Aus Sicht der Regierung in Kiew sollen die Unruhen in der Ost-Ukraine einen Einmarsch ausländischer Truppen provozieren. Die Unruhen im Osten seien "Teil eines Destabilisierungsplans, damit eine fremde Armee die Grenze überschreitet und in ukrainisches Territorium einmarschiert", sagte der ukrainische Ministerpräsident Arseni Jazenjuk. "Das Drehbuch ist von der Russischen Föderation geschrieben, und das einzige Ziel ist die Zerstückelung der Ukraine." Russische Truppen stünden 30 Kilometer von der Grenze entfernt, entgegen entsprechender Forderungen aus dem Westen hätten sie sich nicht zurückgezogen. Die Ukraine werde nicht zulassen, dass ausländische Truppen einmarschierten und ukrainisches Gebiet besetzten, sagte Jazenjuk. 

Nach der Annexion der Halbinsel Krim durch Russland ist die Sorge groß, die Regierung in Moskau könnte die Lage auch im Osten der Ukraine destabilisieren und Truppen in das Nachbarland einmarschieren lassen. Der Westen warnte Präsident Wladimir Putin mehrfach vor einem solchen Schritte und drohte mit weitreichenden Wirtschaftssanktionen.

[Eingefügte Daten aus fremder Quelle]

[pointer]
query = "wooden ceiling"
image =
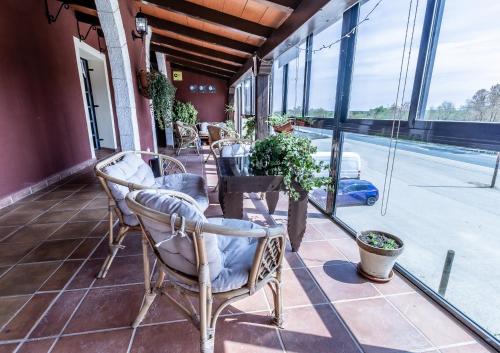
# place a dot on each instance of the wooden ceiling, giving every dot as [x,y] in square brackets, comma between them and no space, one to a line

Der tschechische Präsident Miloš Zeman hatte am Sonntag gesagt, Russland würde mit einem Einmarsch in der Ostukraine eine "rote Linie" überschreiten. "In einem solchen Fall würde ich nicht nur für die schärfsten möglichen Sanktionen plädieren, sondern sogar für eine militärische Bereitschaft des Nordatlantik-Pakts und den Einsatz von Nato-Soldaten auf ukrainischem Gebiet", sagte Zeman. Mit der Angliederung der Krim an Russland werde sich der Westen indes langfristig abfinden müssen.

Auf der annektierten Halbinsel hat es laut der Regierung in Kiew einen Zwischenfall gegeben: Ein russischer Soldat hat nach Angaben des Verteidigungsministeriums auf der Krim einen ukrainischen Marine-Offizier getötet.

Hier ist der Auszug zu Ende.